Hard at work on your novel? Angling for a book deal? Well now there’s another place online where you can share your wise words with others. Movellas is a Danish based start up that has expanded its offering to include English language books. The format is simple – you write your novel – or at least part of it – upload it to the site and then share it with others on the site as well letting all your friends know via Twitter and Facebook.
It is not a new idea. In fact you can also upload your wise words to Figment, Protagonize, WeBook and WritersCafe too. Or there’s also Amazon’s self-publishing options too and Lulu also has an ebook facility.
The big question though is whether publishing your book online or creating an ebook will ever mean that your book is read by more than just a few like-minded literary fans.

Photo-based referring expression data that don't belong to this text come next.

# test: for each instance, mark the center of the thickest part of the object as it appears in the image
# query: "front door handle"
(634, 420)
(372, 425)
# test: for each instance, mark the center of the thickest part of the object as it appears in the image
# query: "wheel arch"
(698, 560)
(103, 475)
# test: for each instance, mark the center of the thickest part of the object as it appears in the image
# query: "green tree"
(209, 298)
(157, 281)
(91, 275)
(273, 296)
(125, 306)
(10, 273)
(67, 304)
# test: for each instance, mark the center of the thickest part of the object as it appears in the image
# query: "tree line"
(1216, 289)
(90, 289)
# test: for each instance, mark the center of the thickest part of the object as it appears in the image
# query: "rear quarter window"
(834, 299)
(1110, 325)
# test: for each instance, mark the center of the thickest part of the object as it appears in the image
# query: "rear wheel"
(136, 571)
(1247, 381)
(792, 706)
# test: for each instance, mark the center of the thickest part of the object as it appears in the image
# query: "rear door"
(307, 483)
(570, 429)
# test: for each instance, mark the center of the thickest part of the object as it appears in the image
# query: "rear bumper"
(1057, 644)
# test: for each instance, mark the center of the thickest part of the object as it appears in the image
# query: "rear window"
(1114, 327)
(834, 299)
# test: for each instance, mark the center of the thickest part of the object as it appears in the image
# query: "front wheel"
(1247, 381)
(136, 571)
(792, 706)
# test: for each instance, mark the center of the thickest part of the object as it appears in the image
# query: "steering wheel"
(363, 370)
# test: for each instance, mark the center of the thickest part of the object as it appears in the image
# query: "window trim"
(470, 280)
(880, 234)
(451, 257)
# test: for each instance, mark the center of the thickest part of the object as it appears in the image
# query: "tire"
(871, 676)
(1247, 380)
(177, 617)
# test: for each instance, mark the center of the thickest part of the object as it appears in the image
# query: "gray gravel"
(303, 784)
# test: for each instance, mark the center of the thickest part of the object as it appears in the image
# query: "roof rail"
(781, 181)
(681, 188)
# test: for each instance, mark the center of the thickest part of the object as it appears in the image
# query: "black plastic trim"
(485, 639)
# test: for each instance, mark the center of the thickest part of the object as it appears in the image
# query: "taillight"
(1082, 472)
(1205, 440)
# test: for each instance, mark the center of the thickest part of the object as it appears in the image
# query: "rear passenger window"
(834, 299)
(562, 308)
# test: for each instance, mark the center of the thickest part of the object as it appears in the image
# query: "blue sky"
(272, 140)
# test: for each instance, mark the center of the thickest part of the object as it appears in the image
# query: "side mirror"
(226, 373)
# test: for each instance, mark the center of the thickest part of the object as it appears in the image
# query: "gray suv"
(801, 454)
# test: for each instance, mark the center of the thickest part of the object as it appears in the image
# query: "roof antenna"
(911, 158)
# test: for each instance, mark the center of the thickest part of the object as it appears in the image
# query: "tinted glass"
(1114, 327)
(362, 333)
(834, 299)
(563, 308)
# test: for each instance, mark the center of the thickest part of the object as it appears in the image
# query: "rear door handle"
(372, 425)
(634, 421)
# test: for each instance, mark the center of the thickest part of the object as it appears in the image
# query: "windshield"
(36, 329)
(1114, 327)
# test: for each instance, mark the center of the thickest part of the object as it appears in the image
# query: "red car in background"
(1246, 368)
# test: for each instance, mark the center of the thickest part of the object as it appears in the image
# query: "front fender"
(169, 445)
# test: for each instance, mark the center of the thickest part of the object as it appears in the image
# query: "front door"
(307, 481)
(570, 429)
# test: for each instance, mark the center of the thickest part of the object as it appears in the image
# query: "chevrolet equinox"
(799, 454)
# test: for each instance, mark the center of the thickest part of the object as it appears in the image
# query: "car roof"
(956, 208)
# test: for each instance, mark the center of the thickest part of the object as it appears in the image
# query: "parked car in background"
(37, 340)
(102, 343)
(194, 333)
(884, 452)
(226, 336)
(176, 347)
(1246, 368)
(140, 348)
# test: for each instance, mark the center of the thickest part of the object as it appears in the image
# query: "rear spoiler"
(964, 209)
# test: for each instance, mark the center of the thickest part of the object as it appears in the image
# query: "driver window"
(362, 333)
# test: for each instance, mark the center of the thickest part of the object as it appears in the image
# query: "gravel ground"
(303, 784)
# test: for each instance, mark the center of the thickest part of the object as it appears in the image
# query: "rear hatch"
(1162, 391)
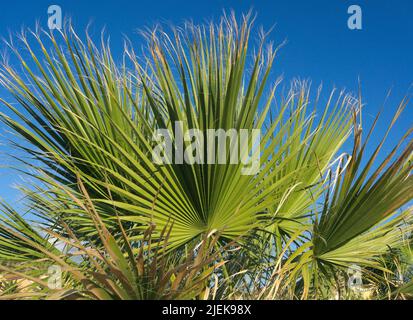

There are of course some very high profile examples of authors who hit the big time after self-publishing. Amanda Hocking’s sold millions of ebook via Amazon which ultimately lead to her securing a big money deal with an established publisher. Similarly thriller writer John Locke recently announced he had sold over a million ebooks via Amazon and then produced another ebook, How I Sold 1 Million eBooks, to explain how he did it.
The bit that must start to worry the publishing industry is the plans of writers like Barry Eisler,who turned down a six-figure contract earlier this year as he felt he would make momnoey and have more flexibility if he published the books himself.
Eisler won’t be the last either. There is something very attractive about not having to pay money to agents and publishers while at the same time not having someone pushing you to finish a book.
Which brings us neatly back to Movellas and its rivals. I do think it could turn into a kind of MySpace for books. That means two positive things. Firstly anyone who has an idea and can string a sentence together can share their content in the same way that bands do/used to do on MySpace, which is great as it gives would be writers a platform for their work. The sites then might yield a few high profile success stories as publishers pick up on new talent. Perhaps more likely will be people developing ideas and then self-publishing successful ebooks.
The book industry not surprisingly remains sceptical about self-publishing. One of the big criticisms of the format is that it negates the opportunity for an editor to brush up the author’s manuscript. This is standard practice within the industry and I am sure that many thousand of novels have been massively improved in this way.
However what about the wisdom of the crowds. Could sites like Movellas mean that readers help shape the work of aspiring novelists? In some ways no one knows better than what is likely to sell and how books can be improved than by people who are likely to buy the books themselves.